We have already seen the whole life of Egypt stricken, but now the lower creatures are to perish, unless Pharaoh will repent. He is once more summoned in the name of "Jehovah, God of the Hebrews," and warned that the hand of Jehovah, even a very grievous murrain (for so the verse appears to say), is "upon thy cattle which is in the field, upon the horses, upon the asses, upon the camels, upon the herds and upon the flocks." Here some particulars need observation. Herds and flocks were everywhere; but horses were a comparatively late introduction into Egypt, where they were as yet chiefly employed for war. Asses, still so familiar to the traveller, were the usual beasts of burden, and were owned in great numbers by the rich, although rash controversialists have pretended that, as being unclean, they were not tolerated in the land.
Camels, it is said, are not to be found on the monuments, but yet they were certainly known and possessed by Egypt, though there were many reasons why they should be held chiefly on the frontiers, and perhaps in connection with the Arabian mines and settlements. Upon all these "in the field" the plague should come.
The murrain still works havoc in the Delta, chiefly at the period, beginning with December, when the floods are down and the cattle are turned out into the pastures, which would this year have been signally unwholesome. It was not, then, the fact of a cattle plague which was miraculous, but its severity, its coming at an appointed time, its assailing beasts of every kind, and its exempting those of Israel. We are told that "all the cattle of Egypt died," and yet that afterwards "the hail... smote both man and beast" (Exodus 9:6, Exodus 9:25). It is an inconsistency very serious in the eyes of people who are too stupid or too uncandid to observe that, just before, the mischief was limited to those cattle which were "in the field" (Exodus 9:3).

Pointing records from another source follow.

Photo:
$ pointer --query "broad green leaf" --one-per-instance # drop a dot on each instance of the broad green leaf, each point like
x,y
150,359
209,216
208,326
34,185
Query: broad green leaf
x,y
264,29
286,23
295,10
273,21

There were great stalls in suitable places, to give them shelter during the inundations; and all that had not yet been driven out to graze are expressly exempted from the plague.
Much of Pharaoh's own property perished, but he was the last man in the country who would feel personal inconvenience by the loss, and therefore nothing was more natural than that his selfish "heart was heavy, and he did not let the people go." Not even such an effort was needed as in the previous plague, when we read that he made his heart heavy, by a deliberate act.
There was nothing to indicate that he had now reached a crisis--that God Himself in His judgment would henceforth make bold and resolute against crushing adversities the heart which had been obdurate against humanity, against evidence, against honour and plighted faith. Nothing is easier than to step over the frontier between great nations. And in the moral world also the Rubicon is passed, the destiny of a soul is fixed, sometimes without a struggle, unawares.
Instead of spiritual conflict, there was intellectual curiosity. "Pharaoh sent, and behold there was not so much as one of the cattle of the Israelites dead. But the heart of Pharaoh was heavy, and he did not let the people go." This inquiry into a phenomenon which was surprising indeed, but yet quite unable to affect his action, recalls the spiritual condition of Herod, who was conscience-stricken when first he heard of Christ, and said, "It is John whom I beheaded" (Mark 6:16), but afterwards felt merely vulgar curiosity and desire to behold a sign of Him. In the case of Pharaoh it was the next step to judicial infatuation. When Christ confronted Herod, He, Who had explained Himself to Pilate, was absolutely silent. And this warns us not to think that an interest in religious problems is itself of necessity religious. One may understand all mysteries, and yet it may profit him nothing. And many a reprobate soul is controversial, acute, and keenly orthodox.